Cette proposition de loi prend la suite d’un certain nombre de nos travaux, débutés ici en août 2019. Le Sénat a lancé une grande consultation nationale, sous l’égide de la commission des lois, à la suite du décès du maire de Signes, Jean-Matthieu Michel, et, plus récemment, a constitué une mission d’information sur l’avenir de la commune et du maire en France, présidée par Maryse Carrère et dont le rapporteur était Mathieu Darnaud.
Je crois que ce texte répond surtout à une actualité, à des problèmes de plus en plus récurrents, comme le rappelait François-Noël Buffet, de menaces, d’insultes et d’agressions auxquelles sont confrontés les élus locaux.
Oui, nous devons nous montrer fermes au regard de l’enjeu. Mais je forme également un vœu : que nous ne cédions pas au catastrophisme ambiant. Le Sénat doit garder une certaine hauteur vis-à-vis de ce phénomène, qui se répète, certes, mais qui demeure réduit au regard du nombre d’élus qui font vivre au quotidien la démocratie dans notre pays.
L’Observatoire des agressions envers les élu(e)s mis en place par l’Association des maires de France et des présidents d’intercommunalité (AMF) a comptabilisé 1 500 agressions d’élus liés aux fonctions qu’ils exercent. On a constaté en 2022 une augmentation de près de 15 % de ces actes. Mais en France, aujourd’hui, ce sont quelque 509 000 élus locaux qui incarnent au quotidien les valeurs de la République dans l’ensemble des communes de notre pays.
Oui, il est à présent nécessaire d’avoir une réflexion sur les délais de justice, bien évidemment sans remettre en cause l’indépendance de cette dernière. Madame la ministre, il paraît aujourd’hui inconcevable que des élus doivent attendre plus de six ans pour connaître les suites qui seront données à leur agression. Il y a donc besoin d’une réponse pénale à la hauteur. Certes, selon les départements, les réalités ne sont pas les mêmes. Mais il n’en demeure pas moins que, tout de même, il y a un vrai problème d’efficacité de la réponse pénale dans notre pays.
Je me permets donc, de la tribune qui m’est ici offerte, d’ouvrir un débat plus large : je veux bien entendu parler de la crise de l’engagement qui se profile pour 2026.

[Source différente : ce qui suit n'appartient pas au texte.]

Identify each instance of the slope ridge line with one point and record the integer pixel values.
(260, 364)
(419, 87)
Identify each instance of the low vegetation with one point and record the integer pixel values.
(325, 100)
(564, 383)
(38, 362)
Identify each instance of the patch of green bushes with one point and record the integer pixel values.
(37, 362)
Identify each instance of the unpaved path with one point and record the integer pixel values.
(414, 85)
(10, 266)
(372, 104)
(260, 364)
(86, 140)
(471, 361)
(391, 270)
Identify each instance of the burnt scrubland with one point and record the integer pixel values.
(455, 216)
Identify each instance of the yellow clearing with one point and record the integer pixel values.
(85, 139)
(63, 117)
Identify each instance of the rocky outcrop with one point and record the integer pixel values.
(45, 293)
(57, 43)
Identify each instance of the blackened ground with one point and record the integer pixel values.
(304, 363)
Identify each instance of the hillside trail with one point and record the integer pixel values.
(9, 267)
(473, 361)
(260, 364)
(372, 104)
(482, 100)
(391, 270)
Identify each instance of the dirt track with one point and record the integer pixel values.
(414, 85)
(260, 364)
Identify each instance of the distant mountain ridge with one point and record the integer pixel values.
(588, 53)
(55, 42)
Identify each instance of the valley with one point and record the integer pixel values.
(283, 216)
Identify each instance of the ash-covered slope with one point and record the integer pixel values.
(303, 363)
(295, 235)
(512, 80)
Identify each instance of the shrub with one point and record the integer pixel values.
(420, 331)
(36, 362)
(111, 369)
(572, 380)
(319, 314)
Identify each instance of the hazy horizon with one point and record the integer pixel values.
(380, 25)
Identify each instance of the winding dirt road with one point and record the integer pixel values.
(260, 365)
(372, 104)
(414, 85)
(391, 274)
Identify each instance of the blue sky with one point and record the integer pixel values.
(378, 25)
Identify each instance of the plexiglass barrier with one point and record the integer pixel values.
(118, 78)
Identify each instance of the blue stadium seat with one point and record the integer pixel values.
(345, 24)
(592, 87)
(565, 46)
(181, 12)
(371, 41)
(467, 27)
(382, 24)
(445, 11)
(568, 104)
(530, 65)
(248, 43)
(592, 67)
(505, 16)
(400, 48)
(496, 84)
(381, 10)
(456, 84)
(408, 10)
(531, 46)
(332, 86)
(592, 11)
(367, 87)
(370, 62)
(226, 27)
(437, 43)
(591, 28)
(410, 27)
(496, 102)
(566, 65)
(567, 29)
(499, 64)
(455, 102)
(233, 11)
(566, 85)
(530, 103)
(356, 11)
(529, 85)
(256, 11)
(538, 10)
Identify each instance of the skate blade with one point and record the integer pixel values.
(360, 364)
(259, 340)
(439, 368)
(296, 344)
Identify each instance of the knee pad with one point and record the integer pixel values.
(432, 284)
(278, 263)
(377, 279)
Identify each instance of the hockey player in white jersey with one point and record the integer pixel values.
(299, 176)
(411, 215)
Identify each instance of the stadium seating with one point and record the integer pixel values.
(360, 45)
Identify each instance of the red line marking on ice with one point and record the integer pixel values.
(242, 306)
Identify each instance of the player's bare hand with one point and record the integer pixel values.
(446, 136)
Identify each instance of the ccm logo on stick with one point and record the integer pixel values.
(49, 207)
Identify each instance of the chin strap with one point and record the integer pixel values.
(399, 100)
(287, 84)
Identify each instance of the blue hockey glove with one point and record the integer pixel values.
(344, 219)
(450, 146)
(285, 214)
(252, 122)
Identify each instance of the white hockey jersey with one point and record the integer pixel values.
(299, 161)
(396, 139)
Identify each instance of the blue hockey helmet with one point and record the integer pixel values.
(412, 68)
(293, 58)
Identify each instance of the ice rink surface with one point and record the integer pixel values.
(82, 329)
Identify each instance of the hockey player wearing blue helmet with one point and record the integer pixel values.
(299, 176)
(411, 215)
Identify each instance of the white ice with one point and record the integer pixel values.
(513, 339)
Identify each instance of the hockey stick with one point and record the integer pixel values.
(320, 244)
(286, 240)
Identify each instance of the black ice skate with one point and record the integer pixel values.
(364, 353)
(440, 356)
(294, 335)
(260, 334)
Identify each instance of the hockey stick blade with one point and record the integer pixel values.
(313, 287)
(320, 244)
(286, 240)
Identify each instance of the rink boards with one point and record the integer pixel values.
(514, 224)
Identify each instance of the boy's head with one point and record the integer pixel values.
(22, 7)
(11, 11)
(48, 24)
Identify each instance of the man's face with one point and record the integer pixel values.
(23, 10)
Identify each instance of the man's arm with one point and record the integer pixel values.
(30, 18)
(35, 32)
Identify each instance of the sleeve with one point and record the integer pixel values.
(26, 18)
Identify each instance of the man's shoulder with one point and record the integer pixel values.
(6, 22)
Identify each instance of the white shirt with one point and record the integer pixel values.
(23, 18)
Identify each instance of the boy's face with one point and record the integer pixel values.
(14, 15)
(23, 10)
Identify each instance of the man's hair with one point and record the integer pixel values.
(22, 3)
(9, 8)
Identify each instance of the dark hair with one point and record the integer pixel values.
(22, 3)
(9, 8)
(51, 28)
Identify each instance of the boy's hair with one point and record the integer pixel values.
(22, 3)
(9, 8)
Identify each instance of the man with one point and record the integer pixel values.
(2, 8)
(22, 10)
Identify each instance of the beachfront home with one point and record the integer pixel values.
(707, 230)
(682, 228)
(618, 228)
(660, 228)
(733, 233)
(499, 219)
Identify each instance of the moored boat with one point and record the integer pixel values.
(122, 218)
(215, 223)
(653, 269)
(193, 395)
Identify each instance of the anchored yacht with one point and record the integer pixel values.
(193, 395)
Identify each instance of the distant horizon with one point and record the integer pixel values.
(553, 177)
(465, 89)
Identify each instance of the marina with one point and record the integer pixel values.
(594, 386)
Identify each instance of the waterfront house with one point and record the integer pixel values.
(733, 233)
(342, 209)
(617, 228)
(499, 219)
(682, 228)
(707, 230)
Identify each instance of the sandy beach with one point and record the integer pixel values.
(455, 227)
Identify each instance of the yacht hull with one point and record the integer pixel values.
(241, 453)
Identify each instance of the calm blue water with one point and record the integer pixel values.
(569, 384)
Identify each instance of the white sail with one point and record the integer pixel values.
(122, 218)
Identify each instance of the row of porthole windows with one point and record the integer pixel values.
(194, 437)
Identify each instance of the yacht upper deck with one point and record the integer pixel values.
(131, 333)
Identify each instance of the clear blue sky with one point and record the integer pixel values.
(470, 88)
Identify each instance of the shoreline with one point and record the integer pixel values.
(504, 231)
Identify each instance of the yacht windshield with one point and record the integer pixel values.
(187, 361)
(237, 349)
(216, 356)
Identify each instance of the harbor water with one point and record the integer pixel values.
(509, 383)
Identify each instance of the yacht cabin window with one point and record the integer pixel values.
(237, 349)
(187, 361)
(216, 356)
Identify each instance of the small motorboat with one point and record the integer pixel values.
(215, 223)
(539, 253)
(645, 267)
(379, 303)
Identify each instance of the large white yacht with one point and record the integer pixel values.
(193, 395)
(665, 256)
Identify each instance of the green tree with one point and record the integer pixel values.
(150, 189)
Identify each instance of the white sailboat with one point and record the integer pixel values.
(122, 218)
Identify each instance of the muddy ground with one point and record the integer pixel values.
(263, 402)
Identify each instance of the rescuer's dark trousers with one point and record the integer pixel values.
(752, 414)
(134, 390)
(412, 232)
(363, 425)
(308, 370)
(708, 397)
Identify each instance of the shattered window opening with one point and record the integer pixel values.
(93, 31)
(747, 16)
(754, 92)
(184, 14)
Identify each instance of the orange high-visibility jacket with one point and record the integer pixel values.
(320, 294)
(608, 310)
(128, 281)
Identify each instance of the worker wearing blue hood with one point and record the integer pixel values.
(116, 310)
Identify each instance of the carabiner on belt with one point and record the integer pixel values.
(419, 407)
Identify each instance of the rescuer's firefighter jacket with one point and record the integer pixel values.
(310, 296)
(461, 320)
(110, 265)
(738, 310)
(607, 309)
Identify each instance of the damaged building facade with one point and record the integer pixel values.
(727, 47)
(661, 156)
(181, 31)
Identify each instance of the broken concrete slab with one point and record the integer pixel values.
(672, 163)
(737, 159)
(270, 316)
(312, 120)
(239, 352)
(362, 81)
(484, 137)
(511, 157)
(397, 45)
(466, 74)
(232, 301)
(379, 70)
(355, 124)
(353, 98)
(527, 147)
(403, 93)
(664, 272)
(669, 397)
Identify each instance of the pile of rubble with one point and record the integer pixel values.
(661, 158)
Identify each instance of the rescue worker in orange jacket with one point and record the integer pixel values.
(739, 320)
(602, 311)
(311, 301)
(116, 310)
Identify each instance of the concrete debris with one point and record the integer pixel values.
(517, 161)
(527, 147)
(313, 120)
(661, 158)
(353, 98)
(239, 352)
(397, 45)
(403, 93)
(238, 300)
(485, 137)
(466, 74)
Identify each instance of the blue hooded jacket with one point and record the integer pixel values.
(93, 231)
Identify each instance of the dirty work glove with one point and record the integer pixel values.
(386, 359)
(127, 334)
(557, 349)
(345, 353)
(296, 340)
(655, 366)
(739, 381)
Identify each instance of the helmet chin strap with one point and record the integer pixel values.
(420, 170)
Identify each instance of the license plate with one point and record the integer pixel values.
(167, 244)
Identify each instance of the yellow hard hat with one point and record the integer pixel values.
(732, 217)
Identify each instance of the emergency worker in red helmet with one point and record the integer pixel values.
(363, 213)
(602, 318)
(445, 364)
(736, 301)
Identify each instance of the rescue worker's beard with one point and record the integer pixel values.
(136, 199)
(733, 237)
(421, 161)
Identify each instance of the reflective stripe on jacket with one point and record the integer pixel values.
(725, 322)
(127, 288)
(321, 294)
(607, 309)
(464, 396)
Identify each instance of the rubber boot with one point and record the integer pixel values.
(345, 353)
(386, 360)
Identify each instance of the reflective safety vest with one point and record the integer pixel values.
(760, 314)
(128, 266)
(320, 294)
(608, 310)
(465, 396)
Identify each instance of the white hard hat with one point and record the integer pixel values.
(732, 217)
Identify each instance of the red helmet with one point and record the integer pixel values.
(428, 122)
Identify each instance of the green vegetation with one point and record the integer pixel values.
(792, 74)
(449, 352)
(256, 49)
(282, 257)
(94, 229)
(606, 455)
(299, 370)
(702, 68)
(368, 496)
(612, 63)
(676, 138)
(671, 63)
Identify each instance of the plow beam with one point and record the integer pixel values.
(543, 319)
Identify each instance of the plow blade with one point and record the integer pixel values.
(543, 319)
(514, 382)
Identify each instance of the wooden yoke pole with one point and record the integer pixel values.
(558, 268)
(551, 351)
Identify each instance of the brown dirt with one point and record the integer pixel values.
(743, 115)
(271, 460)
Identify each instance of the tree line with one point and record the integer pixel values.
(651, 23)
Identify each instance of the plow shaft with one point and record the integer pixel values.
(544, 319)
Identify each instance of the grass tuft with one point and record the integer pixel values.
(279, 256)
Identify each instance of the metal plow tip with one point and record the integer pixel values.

Je vous le dis, mes chers collègues, la réponse, aussi indispensable soit-elle, ne peut être la seule question de la sécurité des élus. J’ai été frappée cet été de constater des démissions massives au sein des conseils municipaux liées à des changements de vie, à l’incompatibilité professionnelle, à la perte de sens dans l’exercice d’un mandat d’élu local. Partout, la même inquiétude pointe : comment composer des listes ou avoir suffisamment de candidats en 2026 ? Et cela, alors que des difficultés existaient déjà en 2020.
À ce propos, et sans prétention, je veux rappeler que je me suis toujours positionnée contre la loi du 27 janvier 2014 de modernisation de l’action publique territoriale et d’affirmation des métropoles, dite « loi Maptam », et la loi du 7 août 2015 portant nouvelle organisation territoriale de la République, dite « loi NOTRe », plus connue sous son acronyme loi NOTRe, qui ont considérablement affaibli la place des communes et donc, de fait, le pouvoir d’action des élus municipaux et le sens de leur mandat.
Oui, mes chers collègues, l’augmentation des agressions est un fait, mais, fort heureusement, beaucoup d’élus sont aussi reconnus par leurs concitoyens pour tout ce qu’ils font au quotidien.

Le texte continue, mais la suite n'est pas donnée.